The aim and effect of in-person solicitation may be to provide a one-sided presentation and to encourage speedy and perhaps uninformed decisionmaking; there is no opportunity for intervention or counter-education by agencies of the Bar, supervisory authorities, or persons close to the solicited individual. The admonition that "the fitting remedy for evil counsels is good ones" is of little value when the circumstances provide no opportunity for any remedy at all.
— Ohralik v. Ohio State Bar Ass'n, 436 US 447 at 457 (1978) (Powell, writing for the majority)
Second, states continued to have a "particularly strong" interest in regulating the practice of law. Although the rule against in-person solicitation apparently originated as rule of etiquette, rather than ethics, the dangers at hand justified a prophylactic rule. Accordingly, the Ohio State Bar Association was not obligated to examine the particular circumstances and establish "specific harms".
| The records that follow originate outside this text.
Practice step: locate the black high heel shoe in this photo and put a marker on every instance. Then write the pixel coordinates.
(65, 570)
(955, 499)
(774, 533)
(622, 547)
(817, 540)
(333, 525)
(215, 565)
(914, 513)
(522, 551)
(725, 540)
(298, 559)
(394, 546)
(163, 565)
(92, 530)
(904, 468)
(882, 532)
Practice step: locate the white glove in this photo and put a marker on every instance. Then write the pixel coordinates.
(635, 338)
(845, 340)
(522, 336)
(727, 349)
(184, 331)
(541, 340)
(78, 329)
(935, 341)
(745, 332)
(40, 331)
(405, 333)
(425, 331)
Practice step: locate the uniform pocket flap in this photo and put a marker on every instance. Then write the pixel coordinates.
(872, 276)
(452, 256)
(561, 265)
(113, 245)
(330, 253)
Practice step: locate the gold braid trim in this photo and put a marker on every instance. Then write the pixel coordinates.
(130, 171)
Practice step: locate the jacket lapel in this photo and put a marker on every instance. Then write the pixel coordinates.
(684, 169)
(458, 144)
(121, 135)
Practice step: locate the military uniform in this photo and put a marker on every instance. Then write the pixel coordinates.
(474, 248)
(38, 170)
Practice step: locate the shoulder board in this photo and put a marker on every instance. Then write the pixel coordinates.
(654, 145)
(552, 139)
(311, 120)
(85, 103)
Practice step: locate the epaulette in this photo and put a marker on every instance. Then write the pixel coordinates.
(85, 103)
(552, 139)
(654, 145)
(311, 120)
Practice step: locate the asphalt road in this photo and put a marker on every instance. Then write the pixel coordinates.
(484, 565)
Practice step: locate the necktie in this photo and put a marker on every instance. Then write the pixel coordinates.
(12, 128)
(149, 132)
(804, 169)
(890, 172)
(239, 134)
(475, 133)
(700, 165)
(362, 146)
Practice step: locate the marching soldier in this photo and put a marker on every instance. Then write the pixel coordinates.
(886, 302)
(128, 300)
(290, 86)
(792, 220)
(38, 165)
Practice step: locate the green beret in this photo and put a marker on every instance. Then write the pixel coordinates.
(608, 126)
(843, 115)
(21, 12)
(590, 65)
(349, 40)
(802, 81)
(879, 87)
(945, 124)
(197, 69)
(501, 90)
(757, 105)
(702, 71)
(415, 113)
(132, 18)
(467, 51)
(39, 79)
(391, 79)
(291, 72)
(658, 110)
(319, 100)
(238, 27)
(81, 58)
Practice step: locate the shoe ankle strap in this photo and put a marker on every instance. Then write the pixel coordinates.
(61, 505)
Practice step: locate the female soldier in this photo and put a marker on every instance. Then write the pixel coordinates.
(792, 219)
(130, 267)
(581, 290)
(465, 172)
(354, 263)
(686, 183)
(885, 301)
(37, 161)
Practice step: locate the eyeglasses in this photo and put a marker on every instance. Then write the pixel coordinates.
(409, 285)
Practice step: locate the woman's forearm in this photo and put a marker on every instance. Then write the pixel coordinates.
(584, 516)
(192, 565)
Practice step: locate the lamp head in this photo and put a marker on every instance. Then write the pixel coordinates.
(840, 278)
Still, Powell did note that Ohralik's conduct in this case did him no favors. The fact that he approached and solicited young adults with only high school degrees in vulnerable situations ("Both were in pain and may have been on medication") and his stubbornness after being fired were a "striking example" of why in-person solicitation by lawyers was a bad idea.

=== Concurrences ===
Justice Marshall concurred in the judgment, as he agreed that Ohralik's behavior warranted the discipline he received. However, Marshall argued that states should have to consider the particular circumstances of instances of in-person solicitation. Agreeing in broad terms that there were dangers lurking when lawyers tried to drum up business in-person, he nevertheless argued,

. . .these concededly legitimate interests might well be served by more specific and less restrictive rules than a total ban on pecuniary solicitation. For example, the Justice Department has suggested that the disciplinary rules be reworded "so as to permit all solicitation and advertising except the kinds that are false, misleading, undignified, or champertous."
— Ohralik v. Ohio State Bar Ass'n, 436 US 447 at 476 (1978) (Marshall, concurring in the judgment, emphasis in original)

Justice Rehnquist, on the other hand, believed that states should have even more leeway to regulate lawyers than the majority allowed. His one-sentence concurrence simply referred to his dissent in In Re Primus, 436 U.S. 412 (1978), decided the same day.